Spaniard still has options for Italian race
Former Tour de France champion Carlos Sastre was amongst the riders that came off second best after the Giro d’Italia’s crash marred second stage. The Cervelo Test Team rider lost 37 seconds in the closing kilometres after being caught up in a crash.
"It's too bad, because I was always in a good position, trying to avoid being involved in all the crashes throughout the day, but in the final, with seven kilometres to go, there was a crash at the front of the peloton in which I was involved,” said Sastre. “It was a very fast stage with a lot of intersections, curves and traffic islands, with a ton of dangerous sections where you always had to be at the front.
"The team was 100 percent with me, we were able to regain contact with the second group that included [Bradley] Wiggins, and limit the losses to not lose options for this Giro," he added.
Sastre’s misfortunes summarized the team’s day on the road, with Gabriel Rasch, Ted King, Marcel Wyss and Daniel Lloyd all caught in tangles throughout the day.
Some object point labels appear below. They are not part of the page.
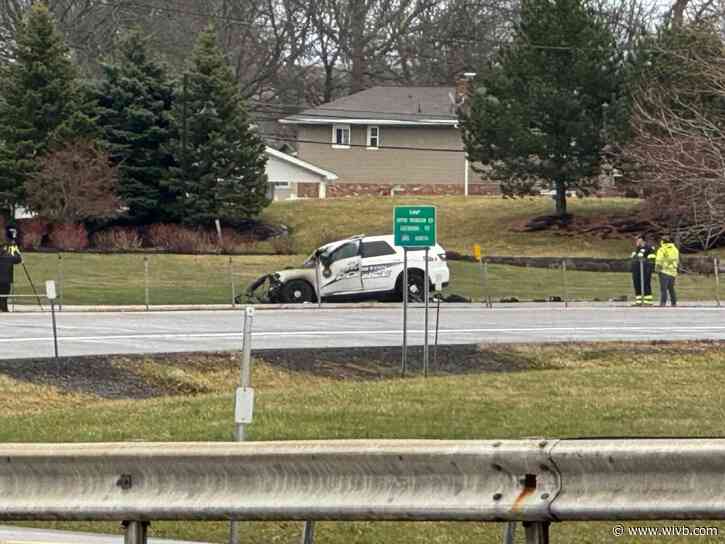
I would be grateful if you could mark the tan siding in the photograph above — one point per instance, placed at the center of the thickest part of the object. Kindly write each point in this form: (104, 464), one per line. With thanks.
(389, 166)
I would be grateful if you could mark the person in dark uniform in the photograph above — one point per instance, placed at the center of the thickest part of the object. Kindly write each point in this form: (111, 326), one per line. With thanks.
(9, 257)
(643, 259)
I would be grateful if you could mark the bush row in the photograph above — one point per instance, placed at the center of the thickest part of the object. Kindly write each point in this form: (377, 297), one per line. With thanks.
(37, 233)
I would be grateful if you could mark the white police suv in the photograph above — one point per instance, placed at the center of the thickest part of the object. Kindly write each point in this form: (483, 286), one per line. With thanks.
(361, 267)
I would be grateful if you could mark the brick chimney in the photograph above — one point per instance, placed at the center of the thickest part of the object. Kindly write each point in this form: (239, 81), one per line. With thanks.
(464, 87)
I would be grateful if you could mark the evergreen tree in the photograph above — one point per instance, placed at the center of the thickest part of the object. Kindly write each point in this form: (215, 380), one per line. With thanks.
(42, 102)
(542, 111)
(135, 99)
(221, 173)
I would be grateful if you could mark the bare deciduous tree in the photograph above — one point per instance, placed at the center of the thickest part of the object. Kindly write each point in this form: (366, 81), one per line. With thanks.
(678, 149)
(73, 184)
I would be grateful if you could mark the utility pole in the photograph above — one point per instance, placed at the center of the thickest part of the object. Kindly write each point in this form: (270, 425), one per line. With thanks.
(184, 136)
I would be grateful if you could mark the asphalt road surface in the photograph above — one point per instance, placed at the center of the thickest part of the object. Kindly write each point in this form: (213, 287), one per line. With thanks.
(25, 335)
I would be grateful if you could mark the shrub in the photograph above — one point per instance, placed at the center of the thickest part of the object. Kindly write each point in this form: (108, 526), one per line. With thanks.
(31, 232)
(117, 239)
(69, 237)
(167, 237)
(283, 245)
(234, 243)
(74, 183)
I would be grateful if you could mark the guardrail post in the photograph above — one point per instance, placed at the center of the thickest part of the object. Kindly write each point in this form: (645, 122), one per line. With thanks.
(60, 282)
(308, 533)
(509, 533)
(244, 399)
(566, 287)
(231, 282)
(716, 265)
(136, 532)
(146, 281)
(537, 532)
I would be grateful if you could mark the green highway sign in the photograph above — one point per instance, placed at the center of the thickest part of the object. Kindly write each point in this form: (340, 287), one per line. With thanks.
(414, 226)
Cervelo sport director Alex Sans Vegas said he’d never seen so many crashes in dry conditions.
“The team did great work throughout the stage to keep Carlos at the front, but that’s where the crash happened. It was a shame because it wasn’t our fault, it was just bad luck,” said Sans Vega. “The roads were very dangerous, with a lot of traffic islands, barriers and narrow roads. It was the worse place to crash because the peloton was setting up the sprint and there was not enough time to regain contact.”
Lloyd summed up the impact of sprint stages for maglia rosa contenders well. “These are very important for the GC riders. They’re so dangerous. You cannot gain much, but here’s always the chance they can lose minutes,” Lloyd said. “These next two stages in Holland are very stressful. A lot can happen. It will be a two long days.”
While the 37 second deficit to current race leader Cadel Evans (BMC Racing Team) doesn’t end Sastre’s Giro contention, it’s certainly an unwelcome surprise. With less than two minutes the difference between first and second place in the race’s last three editions, the early loss puts Sastre on a slight back foot for the remaining 19 stages.